Dominating the online world, one 3-D cyberbattle at a timeGame maniacs around the globe have been waiting for the latest in the Command & Conquer series.
Their patience has been rewarded by EA, which bought the original publisher West Wood Studios. EA has done a great job upgrading a game that deserves to be hailed as one of the best real-time strategy sessions around.
What sets Command & Conquer apart from its competition is the way it looks. Gone are the shabby 2-D graphics. Instead gamers find themselves surrounded by excellent 3-D images that are brought to life by equally impressive sound effects.
Much of the game is standard fare for the Command & Conquer series. Players choose from three factions ― the United States, the People’s Republic of China and the GLA (Global Liberation Army). Each faction has unique units with their own strengths and weaknesses.
Aspects of the game seem clipped from today’s headlines: The Americans enjoy air supremacy, while the Chinese have solid anti-aircraft capabilities.
The GLA, meanwhile, uses terrorist strategies, including suicide bombers, car bombs and biological weapons. What they lack in firepower they make up with their use of tunnels. And the GLA’s buildings can be rebuilt if they’re hit in an air raid.

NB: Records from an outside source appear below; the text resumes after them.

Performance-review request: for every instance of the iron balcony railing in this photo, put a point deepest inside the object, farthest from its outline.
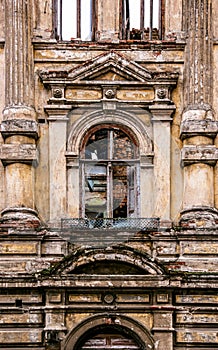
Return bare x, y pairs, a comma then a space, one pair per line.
112, 224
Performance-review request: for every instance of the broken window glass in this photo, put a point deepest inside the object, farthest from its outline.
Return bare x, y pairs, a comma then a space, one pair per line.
109, 171
74, 19
142, 19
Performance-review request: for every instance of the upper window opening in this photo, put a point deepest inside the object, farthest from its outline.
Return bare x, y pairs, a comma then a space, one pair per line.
74, 19
110, 174
142, 19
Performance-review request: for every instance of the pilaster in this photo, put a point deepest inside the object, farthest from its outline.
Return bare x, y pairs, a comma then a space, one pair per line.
19, 127
198, 127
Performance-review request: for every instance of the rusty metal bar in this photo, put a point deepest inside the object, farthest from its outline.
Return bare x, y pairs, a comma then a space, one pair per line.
151, 19
78, 18
142, 15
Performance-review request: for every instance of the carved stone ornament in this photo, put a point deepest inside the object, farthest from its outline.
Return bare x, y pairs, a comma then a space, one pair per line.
57, 93
19, 126
199, 154
199, 217
161, 93
10, 153
110, 93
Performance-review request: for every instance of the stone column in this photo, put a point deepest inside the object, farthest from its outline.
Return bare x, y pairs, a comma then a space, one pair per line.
162, 118
198, 126
108, 20
19, 128
57, 162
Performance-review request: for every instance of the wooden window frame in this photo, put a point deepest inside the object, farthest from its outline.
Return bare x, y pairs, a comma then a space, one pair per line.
58, 19
125, 30
132, 165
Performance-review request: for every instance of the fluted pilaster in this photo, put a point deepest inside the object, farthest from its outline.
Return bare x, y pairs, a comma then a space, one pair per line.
19, 127
198, 126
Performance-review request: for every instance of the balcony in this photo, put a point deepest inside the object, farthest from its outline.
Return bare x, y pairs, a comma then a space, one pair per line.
105, 231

The Verdict: The game has very different units to keep everyone happy, and all three factions are balanced in terms of power. Playing the game online is a blast if you team up with friends to dominate the world.
One downside, however, is the game’s relatively short single-player campaign, which experts can finish in a day or two. This somewhat diminishes the replay value of the game. Otherwise, it’s a solid game and another successful edition of a series that will stick around for a long time.